Hitting the Wall

Interior Secretary Zinke visits Southern Arizona to push for barriers along the border

Interior Secretary Ryan Zinke: “Clearly, border protection is mine and the president’s priority. Clearly, we’re supportive of a wall.”
Interior Secretary Ryan Zinke: “Clearly, border protection is mine and the president’s priority. Clearly, we’re supportive of a wall.”

Riding horseback along the 18-foot border wall in Southern Arizona's Buenos Aires National Wildlife Refuge, Interior Secretary Ryan Zinke talked border security with Tucson Sector Border Chief Patrol Agent Rodolfo Karisch during Zinke's first official visit to the border, on March 17.

"Clearly, border protection is mine and the president's priority," Zinke said, in front of the bollard-style border fence made of towering rust-red metal posts cutting through hills, rolling into the horizon. "Clearly, we're supportive of a wall. Clearly, we're supportive of multiple technologies."

More than 80 percent of the Border Patrol's Tucson Sector is public land, of which 177 miles—stretching across national monuments, tribal lands and wildlife refuges—are managed by the Department of Interior.

"Clearly, you want to make sure that a barrier doesn't adversely affect wildlife and takes into consideration the floodplains," Zinke said.

Homeland Security has, in the past, waived environmental regulations to build border walls. The existing wall has already had adverse environmental effects, fragmenting habitats and wildlife corridors.

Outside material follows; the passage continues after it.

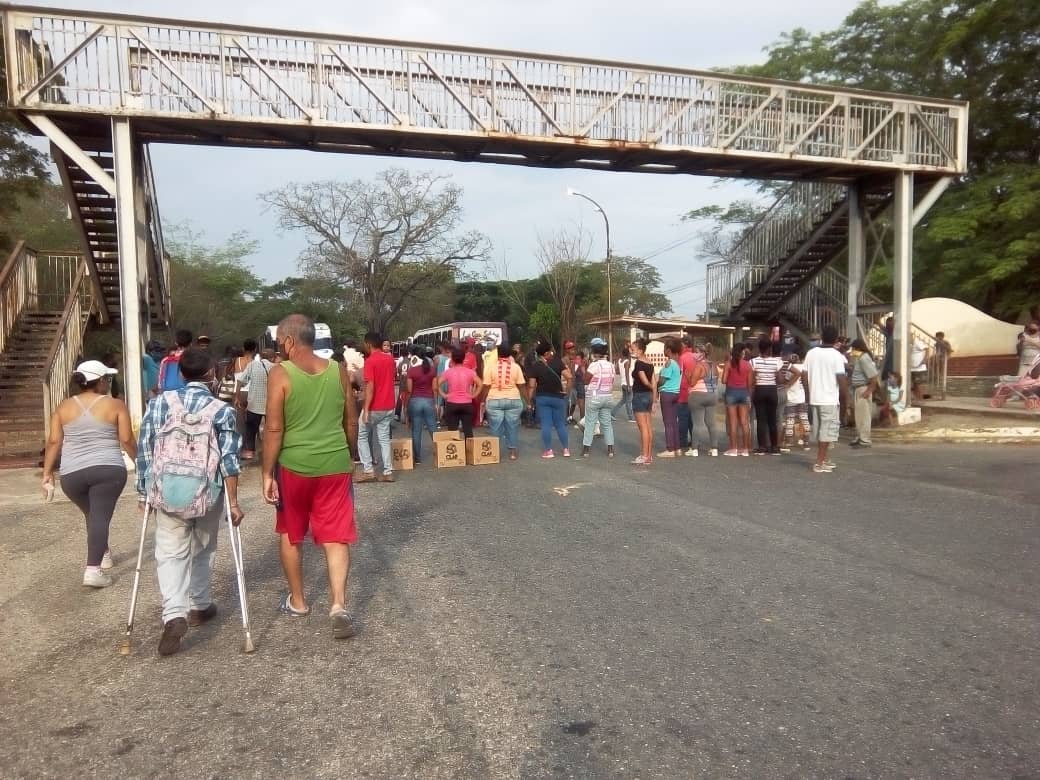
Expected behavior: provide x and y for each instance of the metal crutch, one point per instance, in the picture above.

A 2011 study by the Journal of Conservation Biogeography estimated that 134 mammal, 178 reptile and 57 amphibian species live in close proximity to the U.S.-Mexico border, 50 of which are threatened species.

During monsoon season, the wall has become a dam, intensifying flooding. In the summer of 2008, debris piled up against the fence as water rose two to seven feet high, flooding the border towns of Lukeville, Arizona, and Sonoyta, Sonora, and eventually toppling the multi-million-dollar fence.

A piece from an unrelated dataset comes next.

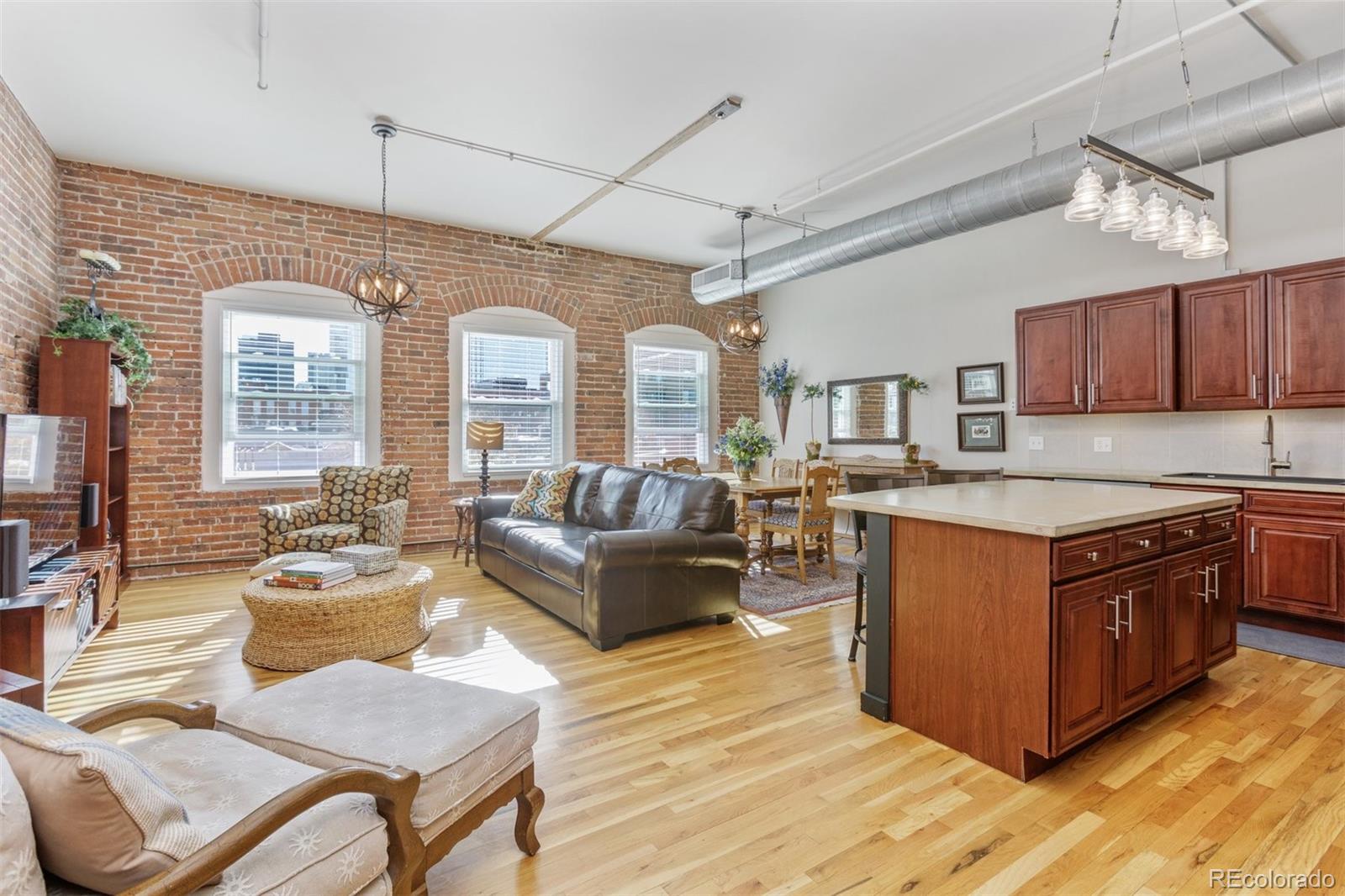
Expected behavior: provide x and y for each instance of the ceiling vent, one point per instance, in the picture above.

Environmental-protection organizations in the borderlands have long opposed a wall, including the Center for Biological Diversity.

"Zinke's Arizona dog and pony show doesn't change the fact that border walls are disasters for communities and wildlife," said Randy Serraglio of the Center for Biological Diversity. "Public lands, people and animals are being sacrificed for Trump's nativist campaign promise. Zinke is pandering and preening for cameras in a place he knows nothing about, while resistance to this destructive border wall grows stronger every day."

Zinke said protecting the environment, despite the complications of a border wall, is important. But he's leaving the best way to do that up to the experts.

"Mostly what I saw out there from environmental damage is the unconstrained illegal traffic and the trash left behind," he said.

Karisch, who was showing Zinke around the border, said the footprint created by the wall is less damaging than the human traffic it has deterred.

The influx of Mexican immigrants peaked at more than 1 million in 2000, 50 percent of which overstayed visas, according to the Center for Migration Studies. In large part, this was due to Mexican workers feeling the effects of the North American Free Trade Agreement, which shifted economies and destroyed livelihoods.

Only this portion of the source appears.